Coming off working on a large Backbone app, I've seen how bloated, needlessly
repeated, and painstakingly verbose things can get. Angular solves a lot of
the problems I have with Backbone by taking care of basic plumbing for me so I
can focus on the unique parts of my app. It's magical, but that's what I want
in a framework: less pounding out boilerplate and more writing application
code.

------
laureny
> The main reason Angular JS will fail is because it’s difficult.

I'm glad good scientists don't stop studying something because it's difficult,
it would have sucked for quantum theory.

Seriously, though, that's the argument? A technology will fail because it's
difficult? Hopefully the OP meant "overcomplicated" or "I tried to learn it
and it was beyond my ability", but saying that something will fail because
it's difficult is just stupid.

Besides, even if Angular were to fail overnight, right now. The download sites
go dark, the team is disbanded and starts working on something else, I'd argue
that Angular has already succeeded by showing everyone a new way to tackle
single apps and how to structure Javascript applications.
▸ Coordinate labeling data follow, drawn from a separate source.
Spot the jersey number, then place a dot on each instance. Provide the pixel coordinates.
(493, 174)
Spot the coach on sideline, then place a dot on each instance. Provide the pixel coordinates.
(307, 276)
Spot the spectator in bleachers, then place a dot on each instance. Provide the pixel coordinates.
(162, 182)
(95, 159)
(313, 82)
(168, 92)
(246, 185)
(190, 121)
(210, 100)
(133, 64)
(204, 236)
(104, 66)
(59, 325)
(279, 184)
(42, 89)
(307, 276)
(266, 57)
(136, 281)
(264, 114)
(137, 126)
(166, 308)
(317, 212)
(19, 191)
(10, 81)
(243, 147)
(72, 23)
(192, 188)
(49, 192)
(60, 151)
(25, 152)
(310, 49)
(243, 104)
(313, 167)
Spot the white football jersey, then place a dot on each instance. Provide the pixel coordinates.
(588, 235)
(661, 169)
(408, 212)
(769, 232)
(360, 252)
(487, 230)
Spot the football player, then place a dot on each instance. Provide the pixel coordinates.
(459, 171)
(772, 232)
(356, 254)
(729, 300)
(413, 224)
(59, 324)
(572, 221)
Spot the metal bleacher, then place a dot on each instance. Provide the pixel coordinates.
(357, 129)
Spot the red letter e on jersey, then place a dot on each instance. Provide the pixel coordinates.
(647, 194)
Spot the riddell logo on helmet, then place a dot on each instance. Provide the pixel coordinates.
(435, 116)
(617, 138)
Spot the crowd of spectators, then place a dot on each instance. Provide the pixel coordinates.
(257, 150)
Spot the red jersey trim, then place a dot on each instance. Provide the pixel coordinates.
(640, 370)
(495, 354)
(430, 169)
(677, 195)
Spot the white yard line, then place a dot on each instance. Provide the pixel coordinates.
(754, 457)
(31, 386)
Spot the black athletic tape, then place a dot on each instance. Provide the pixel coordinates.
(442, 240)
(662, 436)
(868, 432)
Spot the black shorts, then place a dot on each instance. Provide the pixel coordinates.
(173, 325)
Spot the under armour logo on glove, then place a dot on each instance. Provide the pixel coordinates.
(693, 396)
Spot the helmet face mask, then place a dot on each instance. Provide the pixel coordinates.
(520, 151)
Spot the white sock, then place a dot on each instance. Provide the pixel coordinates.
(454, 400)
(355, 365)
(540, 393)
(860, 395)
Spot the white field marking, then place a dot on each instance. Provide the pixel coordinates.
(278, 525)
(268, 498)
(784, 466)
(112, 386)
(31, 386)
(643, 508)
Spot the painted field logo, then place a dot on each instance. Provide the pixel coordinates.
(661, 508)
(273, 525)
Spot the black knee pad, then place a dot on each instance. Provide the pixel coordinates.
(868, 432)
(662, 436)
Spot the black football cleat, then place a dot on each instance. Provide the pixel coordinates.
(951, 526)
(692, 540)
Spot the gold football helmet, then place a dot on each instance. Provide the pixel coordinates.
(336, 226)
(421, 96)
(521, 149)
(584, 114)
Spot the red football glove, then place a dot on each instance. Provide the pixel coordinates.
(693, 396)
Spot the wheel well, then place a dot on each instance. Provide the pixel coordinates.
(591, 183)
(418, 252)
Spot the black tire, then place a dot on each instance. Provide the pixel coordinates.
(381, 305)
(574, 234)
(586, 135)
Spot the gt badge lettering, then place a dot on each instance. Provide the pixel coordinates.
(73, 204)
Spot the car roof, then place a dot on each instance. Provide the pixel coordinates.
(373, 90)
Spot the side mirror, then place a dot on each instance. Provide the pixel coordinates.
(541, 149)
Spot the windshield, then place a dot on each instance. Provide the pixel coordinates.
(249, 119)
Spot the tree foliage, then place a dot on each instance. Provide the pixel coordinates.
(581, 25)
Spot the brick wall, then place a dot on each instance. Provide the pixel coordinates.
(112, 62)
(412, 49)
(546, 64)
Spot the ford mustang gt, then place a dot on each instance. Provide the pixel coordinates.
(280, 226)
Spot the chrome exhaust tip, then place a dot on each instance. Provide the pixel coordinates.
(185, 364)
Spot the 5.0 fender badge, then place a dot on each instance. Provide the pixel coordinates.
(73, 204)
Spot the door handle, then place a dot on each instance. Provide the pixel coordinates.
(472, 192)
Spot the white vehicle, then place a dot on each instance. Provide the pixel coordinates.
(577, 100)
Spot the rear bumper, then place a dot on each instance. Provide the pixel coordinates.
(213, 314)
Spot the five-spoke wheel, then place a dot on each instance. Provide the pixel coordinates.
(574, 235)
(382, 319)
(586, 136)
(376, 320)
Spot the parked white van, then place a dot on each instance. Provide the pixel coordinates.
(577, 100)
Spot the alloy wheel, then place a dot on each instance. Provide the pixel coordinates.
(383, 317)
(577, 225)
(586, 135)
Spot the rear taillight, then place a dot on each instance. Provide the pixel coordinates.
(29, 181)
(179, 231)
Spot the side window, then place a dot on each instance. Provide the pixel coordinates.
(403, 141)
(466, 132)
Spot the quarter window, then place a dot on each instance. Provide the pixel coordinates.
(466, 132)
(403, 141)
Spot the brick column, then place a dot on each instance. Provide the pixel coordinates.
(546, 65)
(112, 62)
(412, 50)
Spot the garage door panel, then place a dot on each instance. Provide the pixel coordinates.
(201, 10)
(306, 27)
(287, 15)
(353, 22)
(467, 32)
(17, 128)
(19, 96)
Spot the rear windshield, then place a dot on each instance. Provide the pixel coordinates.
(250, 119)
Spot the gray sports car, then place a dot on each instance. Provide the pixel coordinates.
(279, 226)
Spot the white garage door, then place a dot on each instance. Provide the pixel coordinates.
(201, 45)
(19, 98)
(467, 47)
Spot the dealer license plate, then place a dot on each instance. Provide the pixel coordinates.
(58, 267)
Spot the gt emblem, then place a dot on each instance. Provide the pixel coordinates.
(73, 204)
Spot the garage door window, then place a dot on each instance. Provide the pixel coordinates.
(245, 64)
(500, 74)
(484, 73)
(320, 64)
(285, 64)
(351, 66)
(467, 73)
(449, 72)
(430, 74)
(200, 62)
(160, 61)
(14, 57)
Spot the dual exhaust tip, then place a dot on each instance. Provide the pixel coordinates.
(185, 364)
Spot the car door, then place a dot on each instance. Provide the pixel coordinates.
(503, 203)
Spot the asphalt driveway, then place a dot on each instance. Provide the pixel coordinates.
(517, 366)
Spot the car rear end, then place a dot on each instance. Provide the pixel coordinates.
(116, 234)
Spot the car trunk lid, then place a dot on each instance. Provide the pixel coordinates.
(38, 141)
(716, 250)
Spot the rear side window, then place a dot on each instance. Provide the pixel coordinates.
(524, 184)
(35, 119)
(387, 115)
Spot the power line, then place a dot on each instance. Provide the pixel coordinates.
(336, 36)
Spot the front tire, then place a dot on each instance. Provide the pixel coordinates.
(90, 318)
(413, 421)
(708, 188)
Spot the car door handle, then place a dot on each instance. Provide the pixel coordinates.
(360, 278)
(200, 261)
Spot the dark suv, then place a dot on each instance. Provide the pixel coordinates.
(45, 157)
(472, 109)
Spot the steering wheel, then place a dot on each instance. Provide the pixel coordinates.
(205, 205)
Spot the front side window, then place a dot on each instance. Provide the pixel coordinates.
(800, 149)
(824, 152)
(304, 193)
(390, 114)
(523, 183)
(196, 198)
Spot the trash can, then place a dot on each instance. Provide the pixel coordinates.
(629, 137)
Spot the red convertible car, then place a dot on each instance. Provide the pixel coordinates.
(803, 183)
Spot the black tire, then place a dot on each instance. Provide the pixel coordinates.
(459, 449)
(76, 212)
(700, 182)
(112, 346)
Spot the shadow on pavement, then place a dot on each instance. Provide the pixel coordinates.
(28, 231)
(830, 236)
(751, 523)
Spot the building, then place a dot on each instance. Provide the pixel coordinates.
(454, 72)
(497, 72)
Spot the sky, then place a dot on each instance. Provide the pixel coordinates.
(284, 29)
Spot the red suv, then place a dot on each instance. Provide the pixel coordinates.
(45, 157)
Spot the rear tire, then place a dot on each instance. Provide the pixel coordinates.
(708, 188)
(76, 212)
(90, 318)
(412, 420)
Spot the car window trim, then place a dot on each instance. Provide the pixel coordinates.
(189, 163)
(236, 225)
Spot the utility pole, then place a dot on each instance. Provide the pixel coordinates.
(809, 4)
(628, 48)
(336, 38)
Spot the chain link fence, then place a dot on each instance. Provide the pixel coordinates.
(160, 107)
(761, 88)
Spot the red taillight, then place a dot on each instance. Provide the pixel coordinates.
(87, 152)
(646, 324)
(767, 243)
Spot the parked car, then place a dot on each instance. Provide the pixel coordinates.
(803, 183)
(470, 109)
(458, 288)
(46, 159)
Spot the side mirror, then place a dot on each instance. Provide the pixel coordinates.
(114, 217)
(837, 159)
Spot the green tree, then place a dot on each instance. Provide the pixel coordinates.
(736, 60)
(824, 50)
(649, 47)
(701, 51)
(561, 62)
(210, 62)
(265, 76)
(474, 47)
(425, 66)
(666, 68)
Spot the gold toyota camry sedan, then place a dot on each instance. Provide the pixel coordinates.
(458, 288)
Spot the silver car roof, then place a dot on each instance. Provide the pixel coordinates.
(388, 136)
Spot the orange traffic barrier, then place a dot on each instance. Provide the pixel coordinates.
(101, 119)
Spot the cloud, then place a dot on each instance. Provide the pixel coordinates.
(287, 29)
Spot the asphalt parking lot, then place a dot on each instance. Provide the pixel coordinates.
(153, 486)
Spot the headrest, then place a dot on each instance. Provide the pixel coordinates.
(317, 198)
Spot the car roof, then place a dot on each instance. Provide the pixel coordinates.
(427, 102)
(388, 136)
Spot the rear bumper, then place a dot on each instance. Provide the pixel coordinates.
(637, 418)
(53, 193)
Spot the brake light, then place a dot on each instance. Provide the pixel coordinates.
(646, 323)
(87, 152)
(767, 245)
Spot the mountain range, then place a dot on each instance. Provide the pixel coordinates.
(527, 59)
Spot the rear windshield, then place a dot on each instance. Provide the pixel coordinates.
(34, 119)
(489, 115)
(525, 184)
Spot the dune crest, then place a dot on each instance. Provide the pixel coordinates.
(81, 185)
Having said that, I'm pretty sure Angular is going to be around for quite a
while.

------
kayoone
Apples and oranges...Coming from a backend developer background i actually
found angular pretty easy to pick up. Most of the backend frameworks are much
more complex. And angularJS is to be compared with application frameworks, not
with a javascript toolkit to enhance static websites like jquery.

Try to build the kind of apps you can build with angular in a few days with
jquery and you will see what mess you end up with.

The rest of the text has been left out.